Beaver complexes, like this one in the Upper Poudre Watershed, can play a significant role in riparian vegetation fire resistance and refugia creation (BEAVS Research Group/Emily Fairfax).

Beavers once stretched across the Poudre Watershed, selfishly enhancing these natural processes to grow more of their food and provide themselves with better security. As a keystone species, it just so happens that these activities boost biodiversity and resiliency across the landscape. Like beavers, humans have selfishly shaped river systems to serve our needs, but in the opposite way. From logging, to agriculture, to flood protection, to transportation, we have simplified rivers to optimize conveyance and minimize disturbance. We have cleaned up the mess that we now so desperately need. As my expert water droplets now know, this simplification reduces watershed resilience to stressors like fire, drought, and flooding. We are starting to realize the value lost because of our past actions.

The good news is that CPRW is at the forefront of reversing these management errors and re-educating our community to make a mess! It has been my privilege to work with these passionate stewards of the Poudre River on Cameron Peak Fire restoration projects since 2021. The rehabilitation and recovery work has centered on using process-based restoration, an approach that focuses on re-establishing a stream’s self-maintaining process that supports ecological function. In more remote areas of the Poudre River, CPRW has been on the frontline in utilizing low-tech process-based restoration for post-fire mitigation. Low-tech process-based restoration or LTPBR, is using softer mitigation techniques centered around hand-crew labor to install roughness features, like log jams, post-assisted log structures (PALS) and beaver dam analogs (BDAs). In the last four years, CPRW and partners have completed roughly 11 LTPBR projects across the burn scar, from Elkhorn Creek to Sleeping Elephant, up Pingree Park Rd, with eight more ready for construction in this year and next.
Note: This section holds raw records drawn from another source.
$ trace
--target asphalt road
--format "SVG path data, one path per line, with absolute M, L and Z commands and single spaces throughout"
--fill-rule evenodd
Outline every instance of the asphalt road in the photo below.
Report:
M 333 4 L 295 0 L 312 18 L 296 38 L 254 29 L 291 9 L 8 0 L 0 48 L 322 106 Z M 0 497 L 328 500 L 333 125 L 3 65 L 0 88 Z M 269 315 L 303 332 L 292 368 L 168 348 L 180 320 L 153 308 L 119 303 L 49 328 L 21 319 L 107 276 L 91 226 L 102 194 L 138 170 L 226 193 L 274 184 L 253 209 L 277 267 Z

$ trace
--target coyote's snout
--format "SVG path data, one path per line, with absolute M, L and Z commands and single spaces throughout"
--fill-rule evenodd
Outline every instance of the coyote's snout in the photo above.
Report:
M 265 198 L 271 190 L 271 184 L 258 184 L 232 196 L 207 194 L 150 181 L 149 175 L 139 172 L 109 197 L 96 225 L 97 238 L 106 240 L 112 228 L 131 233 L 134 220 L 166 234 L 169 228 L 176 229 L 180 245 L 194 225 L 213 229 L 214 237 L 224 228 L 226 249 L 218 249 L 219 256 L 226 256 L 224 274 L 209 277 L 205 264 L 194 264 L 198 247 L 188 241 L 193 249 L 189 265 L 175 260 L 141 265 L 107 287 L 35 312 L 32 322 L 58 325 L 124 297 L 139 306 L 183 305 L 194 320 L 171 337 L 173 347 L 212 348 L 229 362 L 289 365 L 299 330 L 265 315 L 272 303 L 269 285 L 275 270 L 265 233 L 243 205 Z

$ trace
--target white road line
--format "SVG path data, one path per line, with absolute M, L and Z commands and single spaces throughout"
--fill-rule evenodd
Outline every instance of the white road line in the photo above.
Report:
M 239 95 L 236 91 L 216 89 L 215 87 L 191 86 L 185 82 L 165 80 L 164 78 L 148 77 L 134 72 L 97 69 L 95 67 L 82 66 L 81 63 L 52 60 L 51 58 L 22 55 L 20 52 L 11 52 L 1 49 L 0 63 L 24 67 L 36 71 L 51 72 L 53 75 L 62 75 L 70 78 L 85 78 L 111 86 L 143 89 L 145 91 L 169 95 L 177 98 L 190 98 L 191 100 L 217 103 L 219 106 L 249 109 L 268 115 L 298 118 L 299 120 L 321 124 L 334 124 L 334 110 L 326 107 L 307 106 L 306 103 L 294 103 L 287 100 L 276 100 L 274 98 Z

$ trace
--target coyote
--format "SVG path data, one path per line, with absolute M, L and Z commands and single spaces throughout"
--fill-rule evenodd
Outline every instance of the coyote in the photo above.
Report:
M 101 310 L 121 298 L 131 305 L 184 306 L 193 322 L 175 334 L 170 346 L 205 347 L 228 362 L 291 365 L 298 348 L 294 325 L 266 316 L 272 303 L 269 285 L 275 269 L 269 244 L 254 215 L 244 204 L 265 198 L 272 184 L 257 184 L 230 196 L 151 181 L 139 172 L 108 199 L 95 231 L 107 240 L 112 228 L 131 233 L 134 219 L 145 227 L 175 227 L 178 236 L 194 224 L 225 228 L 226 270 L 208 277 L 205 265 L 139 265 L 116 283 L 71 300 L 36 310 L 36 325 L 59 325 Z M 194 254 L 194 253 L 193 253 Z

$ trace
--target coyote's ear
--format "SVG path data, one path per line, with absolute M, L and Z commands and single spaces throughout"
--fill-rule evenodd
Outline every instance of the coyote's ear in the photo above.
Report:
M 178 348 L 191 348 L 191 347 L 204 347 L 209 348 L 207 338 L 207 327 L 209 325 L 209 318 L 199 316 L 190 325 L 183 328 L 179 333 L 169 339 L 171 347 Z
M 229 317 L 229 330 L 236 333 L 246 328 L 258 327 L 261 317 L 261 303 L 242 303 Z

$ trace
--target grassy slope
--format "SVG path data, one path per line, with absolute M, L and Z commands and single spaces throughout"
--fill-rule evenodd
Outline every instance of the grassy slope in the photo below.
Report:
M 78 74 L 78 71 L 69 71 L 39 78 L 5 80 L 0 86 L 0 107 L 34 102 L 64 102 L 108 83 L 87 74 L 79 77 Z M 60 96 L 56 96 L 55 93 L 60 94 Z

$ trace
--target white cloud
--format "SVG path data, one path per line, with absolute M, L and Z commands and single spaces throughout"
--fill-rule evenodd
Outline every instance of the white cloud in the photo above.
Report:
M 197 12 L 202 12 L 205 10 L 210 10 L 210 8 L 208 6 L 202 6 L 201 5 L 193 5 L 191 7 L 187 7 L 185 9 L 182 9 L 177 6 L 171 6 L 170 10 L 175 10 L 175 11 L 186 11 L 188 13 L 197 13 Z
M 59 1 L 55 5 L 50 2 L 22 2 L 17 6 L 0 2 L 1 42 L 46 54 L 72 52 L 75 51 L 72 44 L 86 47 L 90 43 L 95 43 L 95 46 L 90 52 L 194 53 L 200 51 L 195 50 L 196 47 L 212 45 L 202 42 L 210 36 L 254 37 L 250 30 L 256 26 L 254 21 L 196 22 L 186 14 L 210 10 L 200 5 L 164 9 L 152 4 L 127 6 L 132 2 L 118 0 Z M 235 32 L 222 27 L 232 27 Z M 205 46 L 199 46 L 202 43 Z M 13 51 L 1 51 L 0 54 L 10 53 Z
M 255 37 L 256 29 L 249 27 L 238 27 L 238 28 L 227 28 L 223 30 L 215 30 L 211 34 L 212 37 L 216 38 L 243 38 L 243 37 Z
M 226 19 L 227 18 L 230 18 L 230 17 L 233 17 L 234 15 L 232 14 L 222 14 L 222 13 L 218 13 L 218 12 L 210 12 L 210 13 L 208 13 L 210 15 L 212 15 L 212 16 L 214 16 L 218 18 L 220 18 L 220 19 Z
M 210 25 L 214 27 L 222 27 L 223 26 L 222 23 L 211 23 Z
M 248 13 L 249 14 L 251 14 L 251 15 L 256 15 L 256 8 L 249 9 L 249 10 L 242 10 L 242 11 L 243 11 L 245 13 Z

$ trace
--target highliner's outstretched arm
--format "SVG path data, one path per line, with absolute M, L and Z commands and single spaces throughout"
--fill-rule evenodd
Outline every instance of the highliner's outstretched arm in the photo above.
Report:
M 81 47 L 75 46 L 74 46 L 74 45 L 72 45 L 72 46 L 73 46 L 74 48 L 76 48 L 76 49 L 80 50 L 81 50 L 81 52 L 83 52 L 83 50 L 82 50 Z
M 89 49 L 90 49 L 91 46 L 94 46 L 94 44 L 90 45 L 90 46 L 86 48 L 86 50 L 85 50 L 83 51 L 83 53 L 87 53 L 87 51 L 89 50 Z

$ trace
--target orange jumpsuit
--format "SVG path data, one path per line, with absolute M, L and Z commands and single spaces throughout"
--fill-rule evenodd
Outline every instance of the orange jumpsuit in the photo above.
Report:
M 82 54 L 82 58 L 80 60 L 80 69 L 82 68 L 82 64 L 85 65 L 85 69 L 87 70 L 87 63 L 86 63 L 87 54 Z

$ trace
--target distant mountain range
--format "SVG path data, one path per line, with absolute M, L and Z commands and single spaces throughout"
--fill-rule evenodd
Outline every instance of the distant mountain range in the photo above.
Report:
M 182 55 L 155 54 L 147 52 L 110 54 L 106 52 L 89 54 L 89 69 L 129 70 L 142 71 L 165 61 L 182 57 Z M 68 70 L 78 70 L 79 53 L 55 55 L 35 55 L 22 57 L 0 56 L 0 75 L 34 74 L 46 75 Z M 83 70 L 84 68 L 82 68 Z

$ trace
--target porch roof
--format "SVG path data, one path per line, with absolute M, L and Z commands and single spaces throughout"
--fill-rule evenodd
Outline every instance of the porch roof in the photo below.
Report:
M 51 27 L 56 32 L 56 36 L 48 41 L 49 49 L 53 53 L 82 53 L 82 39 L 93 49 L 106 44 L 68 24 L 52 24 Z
CPRW has worked tirelessly to advocate and push towards a holistic watershed management approach to the Poudre River. They, along with many partners, are stepping up to replace the beavers missing from the landscape, and until we can restore their populations, it will be on our community to fill the gaps and slow the flow.

Volunteers install post-assisted log structures (PALS) at Upper Elkhorn Creek.